# Truncated stick breaking in greta¶

Here, we briefly discuss truncated stick breaking (TSB). We use TSB as a finite-dimensional alternative to an infinite dimensional prior over the number of mixture components in a mixture model. We do the analysis in greta. TSB allows us to use continuous parameters entirely, which in turn allows us to use Hamiltonian Monte Carlo (and since most probabilistic programming languages do not allow discrete paramters). Also, in practice, working with continuous parameters is way easier than discrete ones (as with the Chinese restaurant process).

We first try to use TSB with a mixture of univariate normals, and then with Poisson variables.

Some required libraries:

In [1]:
suppressMessages(library("greta"))
suppressMessages(library("tensorflow"))

In [2]:
suppressMessages(library("tidyverse"))
suppressMessages(library("MASS"))
suppressMessages(library("bayesplot"))
suppressMessages(library("caret"))
options(repr.plot.width=8, repr.plot.height=3)


Reproducibility!

In [3]:
options(repr.plot.width=8, repr.plot.height=3)
set.seed(23)


### Normal data¶

We first create some data. We create a data set of $1000$ observations per mixture component.

In [4]:
N <- 1000
K <- 3


We set the means of the mixture components to $\boldsymbol \mu = \{ -2, 0, 2\}$. We use a single standard deviations $\sigma=0.25$.

In [5]:
mus <- c(-2, 0, 2)
sd <- .25


Then we create latent indicator variables $Z$ and sample normal data w.r.t to the cluster indicator.

In [6]:
data <- vector(length = N * K)
Z <- factor(rep(seq(K), each=N))
for (k in seq(K)) {
idx <- seq(N) + ((k - 1) * N)
data[idx] <- rnorm(N, mus[k], sd)
}

In [7]:
data.frame(data=data, idx=as.factor(rep(seq(K), each=N))) %>%
ggplot(aes(data, fill=idx)) +
geom_histogram(bins=30, position = "dodge") +
scale_fill_viridis_d("Component", alpha = 1, begin=.3, end=.8) +
theme_minimal()


For our data set it should be fairly easy to find the correct number of clusters ($3$). For the TSB, we need to set the number of clusters to a sufficiently high $K$, to achieve a negligibly small error in comparison to a "true" infinite dimensional prior.

See for instance https://projecteuclid.org/euclid.bj/1551862850 for a theoretical and practical justification for the truncation.

In [8]:
K <- 10


We will only try to estimate the vector of mean values of the Gaussians.
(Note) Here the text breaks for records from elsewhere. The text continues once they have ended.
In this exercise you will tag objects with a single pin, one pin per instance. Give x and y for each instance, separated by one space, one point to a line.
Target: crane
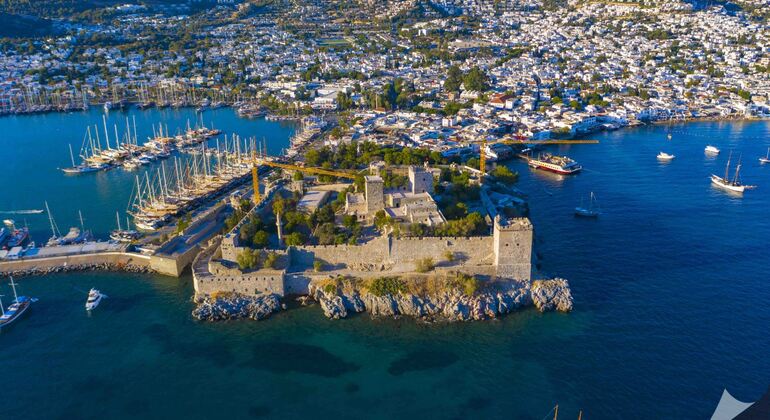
483 157
304 169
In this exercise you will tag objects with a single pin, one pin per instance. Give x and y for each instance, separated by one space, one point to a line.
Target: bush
382 286
469 285
271 261
248 259
505 175
424 265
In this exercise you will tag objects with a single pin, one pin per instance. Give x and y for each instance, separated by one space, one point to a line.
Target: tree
260 239
454 79
476 80
271 260
423 265
505 175
294 239
248 259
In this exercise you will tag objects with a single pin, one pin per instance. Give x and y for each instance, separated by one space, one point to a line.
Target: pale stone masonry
504 255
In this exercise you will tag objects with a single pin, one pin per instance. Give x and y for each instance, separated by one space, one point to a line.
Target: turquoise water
36 146
670 308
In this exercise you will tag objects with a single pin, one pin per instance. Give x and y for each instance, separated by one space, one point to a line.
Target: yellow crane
304 169
483 157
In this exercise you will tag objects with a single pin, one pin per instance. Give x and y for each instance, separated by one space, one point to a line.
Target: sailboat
725 183
765 159
591 211
16 309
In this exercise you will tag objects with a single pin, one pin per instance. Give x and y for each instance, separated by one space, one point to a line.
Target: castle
506 254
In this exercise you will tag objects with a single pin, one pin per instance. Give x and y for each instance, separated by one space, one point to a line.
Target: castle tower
513 248
375 197
420 180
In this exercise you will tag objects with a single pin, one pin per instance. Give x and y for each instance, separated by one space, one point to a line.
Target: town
390 184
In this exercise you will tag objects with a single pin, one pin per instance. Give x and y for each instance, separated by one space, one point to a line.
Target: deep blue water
670 291
36 146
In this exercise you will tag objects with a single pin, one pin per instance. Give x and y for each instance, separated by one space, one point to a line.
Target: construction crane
308 170
483 157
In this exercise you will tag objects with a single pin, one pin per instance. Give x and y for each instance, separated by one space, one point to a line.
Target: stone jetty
449 305
235 306
43 270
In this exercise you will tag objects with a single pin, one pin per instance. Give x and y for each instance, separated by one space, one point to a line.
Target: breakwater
106 261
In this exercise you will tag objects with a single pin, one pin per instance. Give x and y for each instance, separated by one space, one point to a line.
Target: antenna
13 285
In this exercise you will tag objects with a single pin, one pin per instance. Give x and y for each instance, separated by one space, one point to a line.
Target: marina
620 284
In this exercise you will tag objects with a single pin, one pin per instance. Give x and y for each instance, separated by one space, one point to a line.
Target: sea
670 287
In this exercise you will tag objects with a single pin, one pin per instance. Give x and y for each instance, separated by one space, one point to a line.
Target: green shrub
382 286
423 265
248 259
271 261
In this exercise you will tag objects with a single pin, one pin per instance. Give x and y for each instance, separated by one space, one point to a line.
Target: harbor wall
110 258
384 253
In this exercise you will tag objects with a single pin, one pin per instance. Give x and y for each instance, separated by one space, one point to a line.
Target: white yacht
765 159
94 298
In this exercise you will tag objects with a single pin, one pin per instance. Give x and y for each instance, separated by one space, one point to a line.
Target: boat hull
19 312
720 183
555 169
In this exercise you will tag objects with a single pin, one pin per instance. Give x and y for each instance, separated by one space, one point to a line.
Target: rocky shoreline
41 271
233 306
451 305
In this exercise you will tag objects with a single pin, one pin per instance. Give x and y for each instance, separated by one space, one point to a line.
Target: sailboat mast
13 285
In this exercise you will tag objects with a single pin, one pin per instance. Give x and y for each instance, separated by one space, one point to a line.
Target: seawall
109 259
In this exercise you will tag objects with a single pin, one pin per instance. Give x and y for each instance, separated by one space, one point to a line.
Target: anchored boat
16 309
94 298
591 211
553 163
766 158
733 185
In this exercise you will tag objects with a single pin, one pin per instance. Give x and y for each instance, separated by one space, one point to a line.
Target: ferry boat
19 237
725 183
590 211
553 163
16 309
94 298
765 159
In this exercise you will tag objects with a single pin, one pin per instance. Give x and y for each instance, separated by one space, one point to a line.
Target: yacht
591 211
94 298
765 159
726 183
558 164
16 309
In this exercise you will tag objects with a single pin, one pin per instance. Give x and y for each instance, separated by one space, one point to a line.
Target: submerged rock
549 295
236 307
451 305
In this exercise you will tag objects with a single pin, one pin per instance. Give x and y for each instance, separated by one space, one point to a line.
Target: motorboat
591 211
766 158
94 298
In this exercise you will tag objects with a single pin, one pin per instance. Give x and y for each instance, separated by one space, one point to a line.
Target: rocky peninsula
453 301
448 298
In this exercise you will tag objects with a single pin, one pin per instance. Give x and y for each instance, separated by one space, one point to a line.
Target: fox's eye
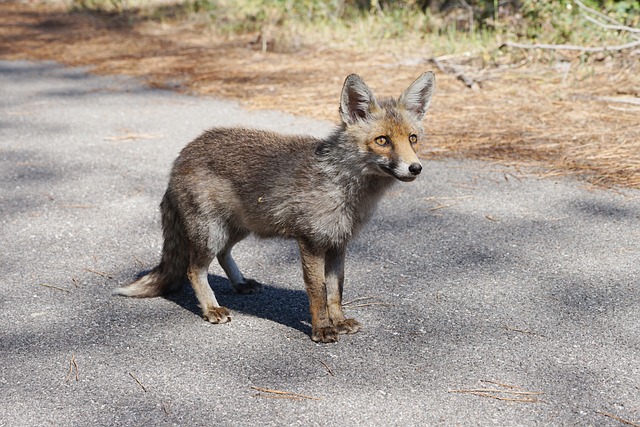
383 141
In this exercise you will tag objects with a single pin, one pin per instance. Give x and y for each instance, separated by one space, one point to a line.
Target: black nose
415 168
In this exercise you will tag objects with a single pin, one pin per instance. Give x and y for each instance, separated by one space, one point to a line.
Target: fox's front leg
322 329
334 283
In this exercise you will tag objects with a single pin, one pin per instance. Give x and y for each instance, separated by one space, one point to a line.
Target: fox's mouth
391 171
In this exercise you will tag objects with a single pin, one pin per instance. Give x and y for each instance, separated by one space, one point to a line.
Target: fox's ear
417 97
356 100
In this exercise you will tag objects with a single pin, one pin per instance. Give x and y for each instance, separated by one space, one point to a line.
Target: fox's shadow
288 307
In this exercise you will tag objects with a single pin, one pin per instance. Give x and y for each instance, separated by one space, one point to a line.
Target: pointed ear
417 97
356 100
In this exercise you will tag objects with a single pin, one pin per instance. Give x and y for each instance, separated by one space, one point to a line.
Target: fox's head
388 131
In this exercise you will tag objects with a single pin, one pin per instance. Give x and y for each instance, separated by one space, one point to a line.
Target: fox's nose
415 168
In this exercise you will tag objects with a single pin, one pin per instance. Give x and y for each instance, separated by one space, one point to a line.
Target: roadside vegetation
553 86
448 26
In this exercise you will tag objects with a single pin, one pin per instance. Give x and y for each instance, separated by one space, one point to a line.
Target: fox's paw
325 335
348 326
217 315
249 286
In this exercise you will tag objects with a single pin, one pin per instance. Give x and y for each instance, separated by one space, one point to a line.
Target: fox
231 182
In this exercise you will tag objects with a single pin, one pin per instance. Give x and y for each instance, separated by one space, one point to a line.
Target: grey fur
230 182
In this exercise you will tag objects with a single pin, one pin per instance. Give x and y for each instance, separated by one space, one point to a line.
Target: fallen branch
571 47
614 24
611 26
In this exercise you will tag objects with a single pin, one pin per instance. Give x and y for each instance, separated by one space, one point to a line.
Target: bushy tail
169 275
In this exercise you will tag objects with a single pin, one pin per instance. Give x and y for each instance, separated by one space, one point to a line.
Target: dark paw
249 286
326 335
217 315
348 326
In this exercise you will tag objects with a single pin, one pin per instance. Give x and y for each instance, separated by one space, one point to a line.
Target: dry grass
562 121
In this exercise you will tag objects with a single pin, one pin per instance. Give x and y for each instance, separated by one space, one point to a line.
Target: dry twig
46 285
279 394
617 418
329 370
99 273
522 331
72 364
138 381
521 396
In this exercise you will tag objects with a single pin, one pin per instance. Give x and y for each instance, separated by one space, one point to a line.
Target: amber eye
383 141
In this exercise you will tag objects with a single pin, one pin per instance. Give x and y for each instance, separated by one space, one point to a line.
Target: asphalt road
473 277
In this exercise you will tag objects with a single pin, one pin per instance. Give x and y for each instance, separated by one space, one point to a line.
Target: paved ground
481 278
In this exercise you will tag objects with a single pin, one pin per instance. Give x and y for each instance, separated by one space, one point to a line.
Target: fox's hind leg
208 238
334 283
238 281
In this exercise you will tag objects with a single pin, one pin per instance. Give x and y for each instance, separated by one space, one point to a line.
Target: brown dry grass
561 123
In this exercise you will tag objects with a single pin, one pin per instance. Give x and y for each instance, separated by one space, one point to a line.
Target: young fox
230 182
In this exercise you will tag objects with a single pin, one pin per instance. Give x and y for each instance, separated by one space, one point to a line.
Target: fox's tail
169 275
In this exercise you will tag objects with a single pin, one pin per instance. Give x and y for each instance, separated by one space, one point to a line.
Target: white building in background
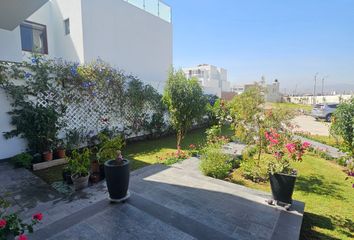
135 36
272 91
211 78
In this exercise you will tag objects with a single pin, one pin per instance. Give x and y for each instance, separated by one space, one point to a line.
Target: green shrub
254 170
215 164
22 160
249 152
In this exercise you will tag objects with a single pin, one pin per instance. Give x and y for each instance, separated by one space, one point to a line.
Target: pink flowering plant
12 225
284 150
193 150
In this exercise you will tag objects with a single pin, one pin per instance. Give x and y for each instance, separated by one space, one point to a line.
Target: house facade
272 91
134 36
211 78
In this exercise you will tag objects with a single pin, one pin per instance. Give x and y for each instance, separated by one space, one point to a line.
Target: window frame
35 26
67 26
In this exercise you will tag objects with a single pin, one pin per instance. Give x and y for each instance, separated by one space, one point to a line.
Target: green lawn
292 106
328 140
321 185
328 196
147 152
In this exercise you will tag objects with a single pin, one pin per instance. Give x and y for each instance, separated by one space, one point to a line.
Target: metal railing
155 7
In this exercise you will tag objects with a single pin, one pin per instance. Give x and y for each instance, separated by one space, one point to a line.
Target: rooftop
155 7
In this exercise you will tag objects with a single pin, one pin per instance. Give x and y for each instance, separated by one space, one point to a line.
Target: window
34 37
67 26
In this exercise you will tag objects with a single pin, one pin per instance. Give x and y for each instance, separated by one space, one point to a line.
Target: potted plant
11 224
117 178
281 175
107 150
67 175
79 164
116 168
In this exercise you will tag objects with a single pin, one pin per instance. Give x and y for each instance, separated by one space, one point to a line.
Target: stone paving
175 202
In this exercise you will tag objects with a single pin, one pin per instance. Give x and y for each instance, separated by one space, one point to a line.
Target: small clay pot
47 156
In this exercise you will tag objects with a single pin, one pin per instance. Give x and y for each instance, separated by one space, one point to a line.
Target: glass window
67 26
34 37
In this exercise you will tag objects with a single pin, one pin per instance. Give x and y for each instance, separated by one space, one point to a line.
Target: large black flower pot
117 178
282 186
102 173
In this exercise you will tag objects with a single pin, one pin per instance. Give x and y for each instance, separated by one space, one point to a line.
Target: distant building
238 89
272 91
211 78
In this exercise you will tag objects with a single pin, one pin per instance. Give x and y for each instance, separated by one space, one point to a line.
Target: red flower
22 237
2 223
38 216
290 147
306 145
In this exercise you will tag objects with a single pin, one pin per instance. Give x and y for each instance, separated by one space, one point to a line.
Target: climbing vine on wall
59 95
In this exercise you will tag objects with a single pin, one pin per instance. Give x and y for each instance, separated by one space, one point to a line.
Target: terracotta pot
47 156
95 166
60 153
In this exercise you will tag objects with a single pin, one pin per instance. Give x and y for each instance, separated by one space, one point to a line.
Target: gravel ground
309 124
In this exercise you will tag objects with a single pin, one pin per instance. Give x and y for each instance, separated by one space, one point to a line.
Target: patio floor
172 203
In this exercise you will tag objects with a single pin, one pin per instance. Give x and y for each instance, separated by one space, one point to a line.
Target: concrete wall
309 100
13 146
129 38
123 35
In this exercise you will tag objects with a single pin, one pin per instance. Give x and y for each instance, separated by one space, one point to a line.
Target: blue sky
287 40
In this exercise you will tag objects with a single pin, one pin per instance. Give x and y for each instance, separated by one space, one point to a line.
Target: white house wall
129 38
8 147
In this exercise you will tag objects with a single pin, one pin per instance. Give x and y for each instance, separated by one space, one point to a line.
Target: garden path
177 202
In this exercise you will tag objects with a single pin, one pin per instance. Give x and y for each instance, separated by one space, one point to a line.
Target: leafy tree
185 102
250 119
247 112
343 125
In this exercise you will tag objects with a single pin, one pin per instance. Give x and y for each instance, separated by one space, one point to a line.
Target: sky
288 40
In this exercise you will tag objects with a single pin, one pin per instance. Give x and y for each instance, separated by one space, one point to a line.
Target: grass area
321 185
51 175
329 198
292 106
147 152
142 153
328 140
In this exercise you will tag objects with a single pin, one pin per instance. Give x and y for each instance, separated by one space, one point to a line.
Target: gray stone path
23 190
175 202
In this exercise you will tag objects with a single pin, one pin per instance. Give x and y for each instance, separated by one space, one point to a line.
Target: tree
250 119
343 125
185 102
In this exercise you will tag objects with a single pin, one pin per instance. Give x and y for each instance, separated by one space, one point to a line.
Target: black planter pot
102 173
117 178
282 186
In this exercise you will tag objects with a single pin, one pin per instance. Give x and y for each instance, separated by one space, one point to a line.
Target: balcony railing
155 7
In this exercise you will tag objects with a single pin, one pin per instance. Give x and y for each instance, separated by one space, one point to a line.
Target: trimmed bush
215 164
254 170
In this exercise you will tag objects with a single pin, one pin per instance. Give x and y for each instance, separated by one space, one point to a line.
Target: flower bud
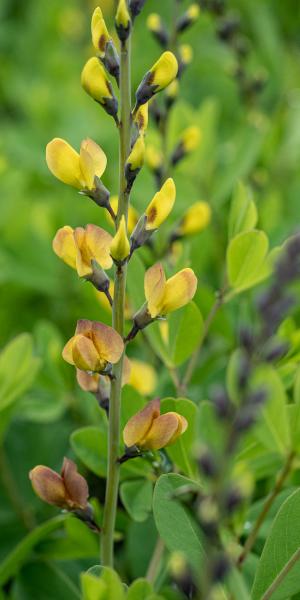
94 347
188 142
148 430
135 161
104 45
135 7
188 18
133 216
155 214
164 296
196 218
123 22
141 118
79 247
95 82
78 170
69 490
155 25
157 78
120 247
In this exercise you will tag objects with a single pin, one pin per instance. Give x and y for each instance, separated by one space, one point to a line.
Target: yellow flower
69 490
120 247
196 218
154 158
80 246
122 15
77 170
154 22
164 296
133 216
142 377
149 430
157 78
141 118
100 34
93 347
96 83
185 54
161 205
In order to avoid non-identifiability, we can use a small trick: we create a prior of means of length $K$ and, use the cumulative sum (cumsum), and ensure that the mean values are sorted and increasing in value. For instance:

In [9]:
x <- c(runif(1, -1, 1), runif(5, 0, 1))
cumsum(x)

1. 0.593454854562879
2. 0.856230824021623
3. 1.22660479671322
4. 2.02785729477182
5. 2.67813442042097
6. 3.13572235242464

In greta that is:

In [10]:
prior_mu_ordered <- cumsum(
c(greta::variable(lower = -5, upper = 5),
greta::variable(lower = 0, upper = 5, dim = K - 1)))


Then we set a prior over the mixing weights. For this, as mentioned before, we use stick breaking. Luckily LaplacesDemon has a function for the sticks.

In [11]:
stick_breaking <- function(theta) {
LaplacesDemon::Stick(theta)
}

# note the K - 1 which is required for LaplacesDemon::Stick (yes it's dumb)
prior_stick <- greta::beta(1, 1, dim = K - 1)
prior_weights <- stick_breaking(prior_stick)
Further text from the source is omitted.